Gli Zero Hour, americani di San Francisco, si sono messi in evidenza sin dal primo loro album ("Zero Hour" del '99, ristampato con l'aggiunta di due bonustracks nel 2003 con il titolo "Metamorphosis") per un sound molto riconoscibile, ossessivo, schizoide, caratterizzato da una sezione ritmica martellante, potentissima, sincopata e spesso doppiata dalla chitarra (dedita frequentemente ad un pulitissimo lavoro di "sweep picking") , e da un cantato teso e drammatico, assestato quasi sempre su tonalità acute, ma mai sguaiato. "The Towers Of Avarice", uscito nel 2001, riprende tutti questi connotati e mette definitivamente a fuoco le coordinate stilistiche dei nostri, se possibile esasperandole ulteriormente. Il progressive metal, già complesso di per sè, si presenta in questo disco insolitamente aggressivo, deumanizzato, angosciante ed apocalittico e, a dispetto della tecnica a volte esagerata, veramente emozionante. Di emozioni, purtroppo, ce ne sono troppo poche nel successivo "A Fragile Mind" (2005), che sconta l'abbandono del cantante, Eric Rosvold (sostituito da Fred Marshall), e una vena compositiva che sembra fare affidamento più che altro sulle prodezze tecniche dei musicisti e della loro ben collaudata ricetta musicale. Il disco non è brutto, intendiamoci, ma insolitamente piatto, e le canzoni piuttosto noiose.

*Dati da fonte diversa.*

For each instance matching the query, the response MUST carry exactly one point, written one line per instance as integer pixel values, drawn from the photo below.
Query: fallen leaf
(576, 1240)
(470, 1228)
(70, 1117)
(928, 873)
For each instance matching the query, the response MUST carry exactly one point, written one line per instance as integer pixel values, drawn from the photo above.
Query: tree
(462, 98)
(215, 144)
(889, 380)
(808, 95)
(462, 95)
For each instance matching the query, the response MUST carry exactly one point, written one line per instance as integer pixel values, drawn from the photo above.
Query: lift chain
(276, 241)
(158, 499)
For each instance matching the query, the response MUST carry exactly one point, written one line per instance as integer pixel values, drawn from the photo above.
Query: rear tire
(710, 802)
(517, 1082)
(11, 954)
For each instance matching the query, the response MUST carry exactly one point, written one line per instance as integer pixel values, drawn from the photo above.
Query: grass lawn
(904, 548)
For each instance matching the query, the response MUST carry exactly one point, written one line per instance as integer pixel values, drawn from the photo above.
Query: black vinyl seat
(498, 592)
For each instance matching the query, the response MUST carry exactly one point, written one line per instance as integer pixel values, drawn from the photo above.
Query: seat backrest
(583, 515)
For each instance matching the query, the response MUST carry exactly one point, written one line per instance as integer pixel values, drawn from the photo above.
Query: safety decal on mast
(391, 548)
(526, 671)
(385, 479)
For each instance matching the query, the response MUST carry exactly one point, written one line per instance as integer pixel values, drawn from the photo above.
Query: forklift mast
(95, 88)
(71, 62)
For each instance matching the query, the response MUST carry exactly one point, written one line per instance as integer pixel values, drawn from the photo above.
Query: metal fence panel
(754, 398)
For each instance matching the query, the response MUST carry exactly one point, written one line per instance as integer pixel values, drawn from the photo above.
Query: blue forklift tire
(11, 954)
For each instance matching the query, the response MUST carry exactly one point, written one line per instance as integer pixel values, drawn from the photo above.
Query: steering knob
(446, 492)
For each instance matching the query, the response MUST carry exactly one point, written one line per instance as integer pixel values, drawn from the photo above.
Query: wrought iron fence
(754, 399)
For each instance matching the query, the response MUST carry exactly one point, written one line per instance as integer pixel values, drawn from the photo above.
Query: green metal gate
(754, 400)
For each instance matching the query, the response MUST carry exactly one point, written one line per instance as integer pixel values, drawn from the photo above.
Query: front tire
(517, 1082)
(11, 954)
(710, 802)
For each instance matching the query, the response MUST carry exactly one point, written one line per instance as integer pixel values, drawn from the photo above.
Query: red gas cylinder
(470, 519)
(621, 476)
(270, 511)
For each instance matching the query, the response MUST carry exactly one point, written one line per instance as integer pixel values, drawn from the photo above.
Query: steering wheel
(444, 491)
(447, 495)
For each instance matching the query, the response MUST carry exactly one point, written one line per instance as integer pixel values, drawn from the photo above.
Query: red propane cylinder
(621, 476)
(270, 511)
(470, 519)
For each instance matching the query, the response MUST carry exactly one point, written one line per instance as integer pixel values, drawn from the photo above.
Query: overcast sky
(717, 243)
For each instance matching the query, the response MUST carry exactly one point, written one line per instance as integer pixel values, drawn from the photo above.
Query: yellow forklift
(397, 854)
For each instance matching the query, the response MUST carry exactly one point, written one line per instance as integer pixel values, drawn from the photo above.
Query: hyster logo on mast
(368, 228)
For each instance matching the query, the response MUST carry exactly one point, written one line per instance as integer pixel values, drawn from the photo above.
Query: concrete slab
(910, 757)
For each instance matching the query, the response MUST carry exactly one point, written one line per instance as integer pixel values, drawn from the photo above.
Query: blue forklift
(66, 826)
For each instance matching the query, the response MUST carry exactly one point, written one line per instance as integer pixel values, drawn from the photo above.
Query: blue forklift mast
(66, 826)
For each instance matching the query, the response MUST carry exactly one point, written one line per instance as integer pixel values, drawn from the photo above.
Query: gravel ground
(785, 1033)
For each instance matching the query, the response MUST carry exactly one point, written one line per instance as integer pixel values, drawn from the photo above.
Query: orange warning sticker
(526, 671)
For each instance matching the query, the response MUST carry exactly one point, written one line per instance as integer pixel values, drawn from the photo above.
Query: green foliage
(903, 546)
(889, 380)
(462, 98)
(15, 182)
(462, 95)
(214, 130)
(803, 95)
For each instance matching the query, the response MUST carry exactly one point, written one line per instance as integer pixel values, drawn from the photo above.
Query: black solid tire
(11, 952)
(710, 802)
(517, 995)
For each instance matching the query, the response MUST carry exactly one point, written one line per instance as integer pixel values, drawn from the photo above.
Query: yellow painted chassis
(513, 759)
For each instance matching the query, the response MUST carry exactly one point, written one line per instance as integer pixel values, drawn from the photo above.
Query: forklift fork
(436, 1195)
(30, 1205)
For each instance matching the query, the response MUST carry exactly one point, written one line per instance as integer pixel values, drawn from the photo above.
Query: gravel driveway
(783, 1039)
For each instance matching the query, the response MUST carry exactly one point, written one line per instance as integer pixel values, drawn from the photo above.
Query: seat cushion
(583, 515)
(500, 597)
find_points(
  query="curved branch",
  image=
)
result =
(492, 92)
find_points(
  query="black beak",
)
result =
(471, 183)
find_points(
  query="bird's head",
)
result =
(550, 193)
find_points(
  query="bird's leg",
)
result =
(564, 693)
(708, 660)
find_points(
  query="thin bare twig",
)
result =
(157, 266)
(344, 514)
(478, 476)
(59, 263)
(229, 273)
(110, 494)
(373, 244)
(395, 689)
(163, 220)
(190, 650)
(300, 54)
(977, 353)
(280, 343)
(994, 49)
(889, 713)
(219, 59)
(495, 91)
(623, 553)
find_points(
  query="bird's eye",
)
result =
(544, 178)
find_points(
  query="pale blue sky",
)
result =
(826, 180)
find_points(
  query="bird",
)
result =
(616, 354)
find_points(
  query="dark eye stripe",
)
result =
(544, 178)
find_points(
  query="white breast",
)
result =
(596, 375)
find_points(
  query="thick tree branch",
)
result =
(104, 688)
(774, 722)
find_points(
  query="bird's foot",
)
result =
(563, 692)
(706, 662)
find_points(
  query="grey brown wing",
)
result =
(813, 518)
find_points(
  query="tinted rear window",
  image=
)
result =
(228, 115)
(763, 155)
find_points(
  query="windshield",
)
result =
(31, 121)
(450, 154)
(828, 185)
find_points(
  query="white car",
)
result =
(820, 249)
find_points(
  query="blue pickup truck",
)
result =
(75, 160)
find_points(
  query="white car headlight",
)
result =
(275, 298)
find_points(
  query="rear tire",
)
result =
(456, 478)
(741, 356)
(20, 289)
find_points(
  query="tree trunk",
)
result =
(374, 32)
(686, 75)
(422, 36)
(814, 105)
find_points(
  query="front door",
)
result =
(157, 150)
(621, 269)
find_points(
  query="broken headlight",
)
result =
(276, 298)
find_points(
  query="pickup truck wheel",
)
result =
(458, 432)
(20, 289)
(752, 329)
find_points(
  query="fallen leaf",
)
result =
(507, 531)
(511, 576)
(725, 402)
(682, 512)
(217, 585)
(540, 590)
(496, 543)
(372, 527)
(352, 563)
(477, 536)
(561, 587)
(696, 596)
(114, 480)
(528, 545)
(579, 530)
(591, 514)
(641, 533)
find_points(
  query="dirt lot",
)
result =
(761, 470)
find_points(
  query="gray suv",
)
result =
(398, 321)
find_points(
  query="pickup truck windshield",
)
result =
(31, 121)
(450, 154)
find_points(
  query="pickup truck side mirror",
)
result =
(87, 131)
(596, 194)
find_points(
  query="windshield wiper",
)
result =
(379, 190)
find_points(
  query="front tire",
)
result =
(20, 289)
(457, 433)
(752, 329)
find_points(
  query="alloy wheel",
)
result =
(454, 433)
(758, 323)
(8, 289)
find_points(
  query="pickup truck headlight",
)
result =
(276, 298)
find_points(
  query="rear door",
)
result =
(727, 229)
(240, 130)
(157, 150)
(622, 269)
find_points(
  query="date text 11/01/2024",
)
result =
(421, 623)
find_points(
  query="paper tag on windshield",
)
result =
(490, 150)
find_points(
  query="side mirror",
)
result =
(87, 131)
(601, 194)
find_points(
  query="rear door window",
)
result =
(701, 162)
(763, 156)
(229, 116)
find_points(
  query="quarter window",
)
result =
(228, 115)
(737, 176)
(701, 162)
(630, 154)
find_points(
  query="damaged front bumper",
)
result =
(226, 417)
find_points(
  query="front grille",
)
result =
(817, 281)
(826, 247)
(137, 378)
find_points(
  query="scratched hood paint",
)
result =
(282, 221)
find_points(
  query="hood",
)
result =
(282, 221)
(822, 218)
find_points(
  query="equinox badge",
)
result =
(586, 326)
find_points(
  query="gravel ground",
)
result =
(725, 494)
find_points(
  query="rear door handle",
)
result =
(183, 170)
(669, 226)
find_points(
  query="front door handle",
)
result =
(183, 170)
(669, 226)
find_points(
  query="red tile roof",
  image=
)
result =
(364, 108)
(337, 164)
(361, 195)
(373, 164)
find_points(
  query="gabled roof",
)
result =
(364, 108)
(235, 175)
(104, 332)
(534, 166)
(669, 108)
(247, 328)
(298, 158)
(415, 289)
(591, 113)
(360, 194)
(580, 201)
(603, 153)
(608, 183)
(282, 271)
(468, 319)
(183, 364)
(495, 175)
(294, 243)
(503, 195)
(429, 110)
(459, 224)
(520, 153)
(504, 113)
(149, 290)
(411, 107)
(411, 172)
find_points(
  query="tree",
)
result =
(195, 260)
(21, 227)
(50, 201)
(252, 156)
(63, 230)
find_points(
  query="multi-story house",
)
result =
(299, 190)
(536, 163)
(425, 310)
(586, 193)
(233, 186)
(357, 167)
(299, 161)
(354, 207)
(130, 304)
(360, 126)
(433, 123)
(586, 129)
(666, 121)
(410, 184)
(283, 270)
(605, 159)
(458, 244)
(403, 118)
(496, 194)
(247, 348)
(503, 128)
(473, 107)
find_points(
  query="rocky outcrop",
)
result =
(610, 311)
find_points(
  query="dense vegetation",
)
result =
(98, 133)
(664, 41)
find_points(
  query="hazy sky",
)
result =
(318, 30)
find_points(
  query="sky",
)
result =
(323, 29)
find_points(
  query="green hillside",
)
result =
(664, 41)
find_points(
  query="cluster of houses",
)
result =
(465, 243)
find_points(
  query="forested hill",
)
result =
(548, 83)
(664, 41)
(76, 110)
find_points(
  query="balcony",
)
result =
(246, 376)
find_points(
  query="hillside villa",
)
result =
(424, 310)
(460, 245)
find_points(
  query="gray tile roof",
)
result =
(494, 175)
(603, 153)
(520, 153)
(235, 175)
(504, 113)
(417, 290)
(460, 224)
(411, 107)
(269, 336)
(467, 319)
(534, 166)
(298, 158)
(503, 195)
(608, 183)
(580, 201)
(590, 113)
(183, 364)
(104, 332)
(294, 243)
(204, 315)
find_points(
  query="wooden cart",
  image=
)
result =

Ad un anno di distanza, con questo "Specs Of Pictures Burnt Beyond" la band sembra essere rinata, forte di un songwriting tornato ad alti livelli e soprattutto dell'innesto in formazione della fenomenale ugola di Chris Salinas, uno dei cantanti più tecnici ed insieme emozionali che io abbia mai sentito, con un'estensione vocale paragonabile solo a quella di Daniel Gildenlöw dei Pain of Salvation, a suo agio tanto nelle tonalità basse come in quelle alte (anzi, altissime). L'album è tutto un alternarsi di turbinanti ritmiche spezzate, spesso eseguite all'unisono da chitarra, basso e batteria (ormai trademark degli Zero Hour), di breaks rarefatti, di arpeggi di chitarra eterei e sognanti e di vocals che cambiano repentinamente come se fossero sbalzi d'umore. Quello che sorprende è il fatto che, nonostante la musica proposta non sia affatto facile, le atmosfere create sono assolutamente coinvolgenti, anche se la concentrazione durante l'ascolto è d'obbligo per non perdersi nell'intricatissimo rifferama prodotto dalla sette corde di Jasun Tipton e dalle evoluzioni vocali di Salinas. L'unico neo del lavoro (anche se per gli amanti della tecnica ciò non è necessariamente un male) è, in qualche caso, l'auto-indulgenza che i ragazzi hanno ancora relativamente alle loro doti tecniche, talvolta ostentate a discapito dell'economia complessiva dei brani, ma questo atto veniale può in linea di massima essere perdonato.
Che dire? Sperando che questo gruppo raggiunga la notorietà che merita, consiglio agli amanti della musica "impegnativa" di dargli un ascolto, magari partendo proprio da questo album.